Artificial Intelligence is flattening management and threatening white collar jobs

Companies are slimming down layers of management as Artificial Intelligence tools automate more supervisory work. Executives warn the shift could reshape office employment and squeeze entry points for new graduates.

The worst kept secret in the workplace is that Artificial Intelligence is arriving for office jobs, and the first visible impact is in management. A new analysis from payroll firm Gusto finds middle managers now oversee roughly twice as many workers as they did five years ago, a sign of the so called Great Flattening reported by Axios. While it is not always clear that Artificial Intelligence is directly replacing managers, cuts to those roles are freeing up resources for companies to invest in Artificial Intelligence initiatives and tools.

Big Tech has led the way. Microsoft said earlier this year it would lay off 9,000 employees, including managers, as it ramps up its Artificial Intelligence strategy. Amazon previously signaled plans to reduce the number of managers, and Google aimed to trim vice president and manager roles by 10 percent, according to Business Insider. Meta has been cutting management layers since its 2023 year of efficiency. Managers are also leaning on Artificial Intelligence themselves: Axios, citing a Resume Builder study, reports that supervisors are using tools like ChatGPT and Copilot to help with hiring, firing, promotions and raises, which signals to executives that fewer people may be needed to manage teams.

The productivity picture is mixed. Gusto’s analysis suggests industries with more human managers have had better productivity for now, though that could be a temporary effect as companies adapt to new workflows. Several executives are forecasting deeper disruption ahead. Ford CEO Jim Farley said at the Aspen Ideas Festival that Artificial Intelligence will eliminate half of white collar jobs in the United States. Amazon CEO Andy Jassy told employees that broad Artificial Intelligence adoption will shrink the company’s corporate workforce over the next few years, even as some new roles emerge. Anthropic CEO Dario Amodei warned in May that Artificial Intelligence could wipe out half of entry level white collar jobs and push unemployment as high as 20 percent within five years.

Those entry level roles, along with middle management, are crucial stepping stones. Aneesh Raman of LinkedIn wrote in a New York Times op ed that Artificial Intelligence is eroding the bottom rung of the career ladder, from junior coding and debugging to document review and customer service, potentially depressing earnings for years for those who struggle to get a foothold. Not everyone agrees on who benefits first. Brad Lightcap of OpenAI told the New York Times that younger workers may adapt faster, while MIT economist Danielle Li cautioned that Artificial Intelligence can democratize specialized skills, making some experienced roles easier to cut and raising the bar for new graduates in a tighter market.

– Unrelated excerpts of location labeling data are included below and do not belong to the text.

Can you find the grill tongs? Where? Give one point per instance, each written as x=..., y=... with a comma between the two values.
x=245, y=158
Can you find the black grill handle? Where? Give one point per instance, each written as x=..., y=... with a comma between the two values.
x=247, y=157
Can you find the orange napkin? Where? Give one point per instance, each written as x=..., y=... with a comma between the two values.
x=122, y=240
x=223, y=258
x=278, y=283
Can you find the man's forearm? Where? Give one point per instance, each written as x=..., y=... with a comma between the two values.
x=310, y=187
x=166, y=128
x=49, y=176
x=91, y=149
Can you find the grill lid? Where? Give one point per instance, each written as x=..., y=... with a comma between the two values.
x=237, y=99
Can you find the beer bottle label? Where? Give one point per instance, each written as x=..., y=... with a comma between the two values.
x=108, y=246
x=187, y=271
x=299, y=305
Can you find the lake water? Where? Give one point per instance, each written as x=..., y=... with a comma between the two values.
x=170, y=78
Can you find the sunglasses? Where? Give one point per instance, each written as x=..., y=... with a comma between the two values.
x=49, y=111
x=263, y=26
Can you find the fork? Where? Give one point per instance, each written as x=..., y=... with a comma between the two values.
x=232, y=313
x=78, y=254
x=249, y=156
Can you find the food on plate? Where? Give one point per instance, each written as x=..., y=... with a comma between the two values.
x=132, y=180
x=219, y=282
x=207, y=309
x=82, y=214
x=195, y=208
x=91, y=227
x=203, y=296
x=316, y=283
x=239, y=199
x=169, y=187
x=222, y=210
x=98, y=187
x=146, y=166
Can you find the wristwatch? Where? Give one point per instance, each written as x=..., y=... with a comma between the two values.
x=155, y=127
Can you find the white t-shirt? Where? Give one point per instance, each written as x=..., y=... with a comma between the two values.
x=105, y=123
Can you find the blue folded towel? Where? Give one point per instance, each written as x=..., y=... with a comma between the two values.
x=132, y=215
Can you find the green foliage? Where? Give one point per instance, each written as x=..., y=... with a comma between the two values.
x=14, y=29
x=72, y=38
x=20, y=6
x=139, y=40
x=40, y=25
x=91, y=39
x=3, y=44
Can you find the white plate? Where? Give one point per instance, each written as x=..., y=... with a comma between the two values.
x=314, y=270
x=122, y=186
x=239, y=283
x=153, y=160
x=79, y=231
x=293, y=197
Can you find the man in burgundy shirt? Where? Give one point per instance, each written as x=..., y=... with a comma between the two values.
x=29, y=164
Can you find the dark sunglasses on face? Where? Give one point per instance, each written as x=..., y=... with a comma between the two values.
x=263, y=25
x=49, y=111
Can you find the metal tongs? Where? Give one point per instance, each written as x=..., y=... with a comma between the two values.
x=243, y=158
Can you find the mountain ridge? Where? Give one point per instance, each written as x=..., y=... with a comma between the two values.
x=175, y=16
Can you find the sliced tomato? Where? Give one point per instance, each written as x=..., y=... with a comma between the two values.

Adoption remains early but is accelerating. According to the U.S. Census Bureau’s Business Trends and Outlook Survey, business use of Artificial Intelligence has more than doubled since 2023, from 3.7 percent to 9.2 percent, and planned adoption has climbed from 6.3 percent to 11.6 percent. The direction is clear even if the current share of active users is still relatively modest. For now, companies are flattening org charts, experimenting with automation in management tasks, and preparing for a broader reconfiguration of white collar work.